I know what you are thinking, “What in the world do Simcenter electromagnetics and the Hovercraft have in common?” First of all, let’s get you all up to speed on the Hovercraft. Before the days of the Eurostar and the Chunnel, we “flew” across the Channel on these things called Hovercraft. It was noisy as heck, but only took about 35 minutes or so to cross. And the levitation-flying sensation when the air cushion activated and the engines whirled on was pretty cool even for the 1990s.

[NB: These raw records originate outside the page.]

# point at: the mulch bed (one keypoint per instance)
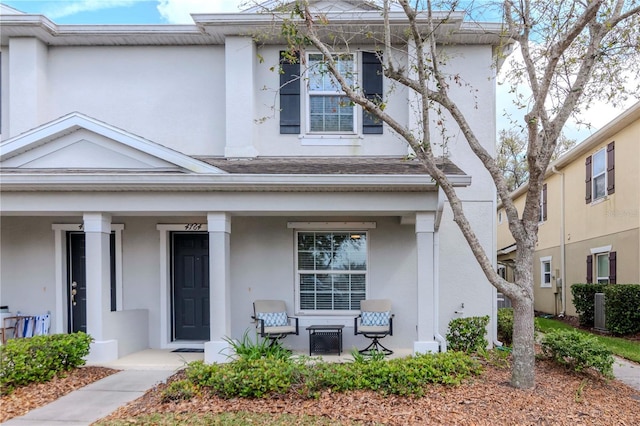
(559, 398)
(26, 398)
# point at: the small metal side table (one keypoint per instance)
(325, 339)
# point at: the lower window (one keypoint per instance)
(331, 270)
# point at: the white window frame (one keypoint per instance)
(547, 260)
(602, 175)
(338, 92)
(328, 227)
(598, 278)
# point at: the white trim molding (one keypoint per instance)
(332, 225)
(603, 249)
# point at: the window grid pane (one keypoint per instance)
(332, 270)
(602, 268)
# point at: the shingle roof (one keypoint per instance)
(329, 165)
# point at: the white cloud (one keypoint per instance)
(178, 11)
(61, 9)
(509, 116)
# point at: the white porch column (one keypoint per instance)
(219, 227)
(97, 228)
(239, 58)
(425, 230)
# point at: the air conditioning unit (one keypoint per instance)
(599, 320)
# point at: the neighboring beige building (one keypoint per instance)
(589, 217)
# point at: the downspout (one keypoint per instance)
(563, 291)
(436, 273)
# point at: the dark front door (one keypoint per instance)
(190, 286)
(77, 280)
(77, 289)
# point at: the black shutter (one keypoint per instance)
(544, 202)
(587, 180)
(289, 95)
(612, 267)
(611, 176)
(590, 269)
(372, 88)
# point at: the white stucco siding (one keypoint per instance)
(172, 95)
(461, 279)
(475, 96)
(27, 267)
(270, 142)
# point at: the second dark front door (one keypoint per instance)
(190, 286)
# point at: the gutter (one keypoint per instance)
(563, 293)
(436, 293)
(96, 182)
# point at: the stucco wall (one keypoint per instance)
(172, 95)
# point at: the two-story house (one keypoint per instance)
(157, 179)
(589, 229)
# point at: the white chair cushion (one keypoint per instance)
(273, 319)
(375, 319)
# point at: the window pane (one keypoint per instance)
(598, 162)
(336, 254)
(330, 113)
(599, 187)
(603, 266)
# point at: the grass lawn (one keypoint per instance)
(240, 418)
(621, 347)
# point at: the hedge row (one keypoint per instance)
(622, 305)
(40, 358)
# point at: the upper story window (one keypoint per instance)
(600, 174)
(327, 111)
(545, 271)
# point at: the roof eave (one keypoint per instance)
(99, 182)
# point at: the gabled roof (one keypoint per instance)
(76, 141)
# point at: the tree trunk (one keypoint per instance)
(523, 373)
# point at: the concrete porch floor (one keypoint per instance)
(164, 359)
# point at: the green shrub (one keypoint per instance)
(246, 348)
(40, 358)
(262, 377)
(505, 325)
(467, 334)
(178, 391)
(584, 301)
(622, 307)
(578, 351)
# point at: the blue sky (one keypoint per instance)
(123, 11)
(178, 12)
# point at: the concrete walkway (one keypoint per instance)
(95, 401)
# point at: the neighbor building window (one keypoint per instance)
(600, 174)
(331, 270)
(545, 271)
(330, 110)
(602, 268)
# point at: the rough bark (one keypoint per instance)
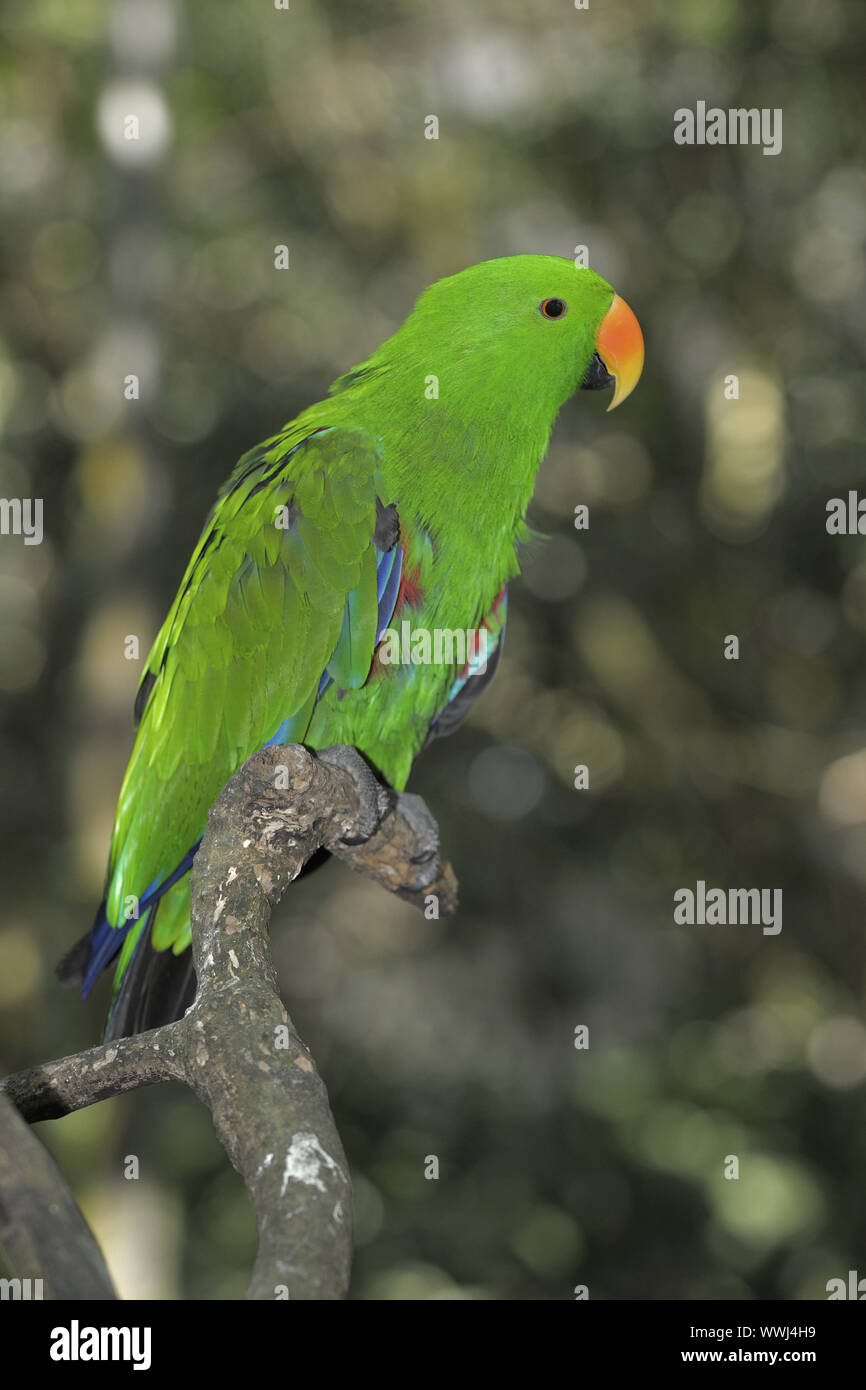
(237, 1047)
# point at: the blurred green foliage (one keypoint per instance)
(456, 1039)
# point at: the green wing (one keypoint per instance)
(281, 585)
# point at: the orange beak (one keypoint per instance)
(620, 345)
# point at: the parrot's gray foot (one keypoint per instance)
(373, 795)
(427, 856)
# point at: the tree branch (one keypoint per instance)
(237, 1047)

Engineering inspiration circa 1970
So back to this question: What’s the link between Simcenter electromagnetics and the Hovercraft? In the early 1970s, the Hovercraft was cutting-edge engineering technology. Floating on an air cushion propelled by power-packing engines, the Hovercraft inspired Prof. Eric Laithwaite from Imperial College London to think about applying the same principles to a “hovertrain” concept. He opted for a magnetic field cushion and electric motor for the propulsion system as you can see in this video, courtesy of the Imperial College London Archives.
The early days of electromagnetic simulation and testing
Well, almost 50 years later, avid readers of the Simcenter blog, we are in for a little treat. Electromagnetics pioneer Dr. David Lowther, currently a professor at McGill University and Technical Director at Siemens, took some time to share his first-hand experience with us. Here’s a little excerpt from our conversation:
Pioneer Dr. David Lowther talks about the early days of electromagnetic simulation and testing.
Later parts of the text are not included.